Money questions — debts, taxes, and tariffs — dominated the postwar political agenda. Americans who had served the Confederation as military officers, officials, and diplomats viewed these issues from a national perspective and advocated a stronger central government. George Washington, Robert Morris, Benjamin Franklin, John Jay, and John Adams wanted Congress to control foreign and interstate commerce and tariff policy. However, lawmakers in Massachusetts, New York, and Pennsylvania — states with strong commercial traditions — insisted on controlling their own tariffs, both to protect their artisans from low-cost imports and to assist their merchants. Most southern states opposed tariffs because planters wanted to import British textiles and ironware at the lowest possible prices.

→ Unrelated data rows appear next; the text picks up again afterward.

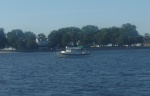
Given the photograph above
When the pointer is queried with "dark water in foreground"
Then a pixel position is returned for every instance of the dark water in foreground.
(103, 73)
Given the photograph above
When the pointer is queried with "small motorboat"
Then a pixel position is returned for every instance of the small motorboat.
(73, 52)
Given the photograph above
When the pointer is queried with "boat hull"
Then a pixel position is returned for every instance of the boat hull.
(59, 54)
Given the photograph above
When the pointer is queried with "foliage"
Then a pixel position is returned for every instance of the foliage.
(3, 40)
(72, 36)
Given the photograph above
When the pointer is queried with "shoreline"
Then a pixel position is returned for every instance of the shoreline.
(91, 49)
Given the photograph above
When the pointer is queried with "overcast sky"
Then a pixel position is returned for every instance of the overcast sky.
(43, 16)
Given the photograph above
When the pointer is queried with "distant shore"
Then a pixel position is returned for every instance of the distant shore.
(92, 48)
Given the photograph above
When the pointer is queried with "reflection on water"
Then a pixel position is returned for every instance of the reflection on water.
(103, 73)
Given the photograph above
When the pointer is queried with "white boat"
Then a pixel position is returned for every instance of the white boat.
(73, 52)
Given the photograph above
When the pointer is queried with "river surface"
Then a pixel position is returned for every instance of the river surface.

Nonetheless, some southern leaders became nationalists because their state legislatures had cut taxes and refused to redeem state war bonds. Such policies, lamented wealthy bondholder Charles Lee of Virginia, led taxpayers to believe they would “never be compelled to pay” the public debt. Creditors also condemned state laws that “stayed” (delayed) the payment of mortgages and other private debts. “While men are madly accumulating enormous debts, their legislators are making provisions for their nonpayment,” complained a South Carolina merchant. To undercut the democratic majorities in the state legislatures, creditors joined the movement for a stronger central government.
Spurred on by Shays’s Rebellion, nationalists in Congress secured a resolution calling for a convention to revise the Articles of Confederation. Only an “efficient plan from the Convention,” a fellow nationalist wrote to James Madison, “can prevent anarchy first & civil convulsions afterwards.”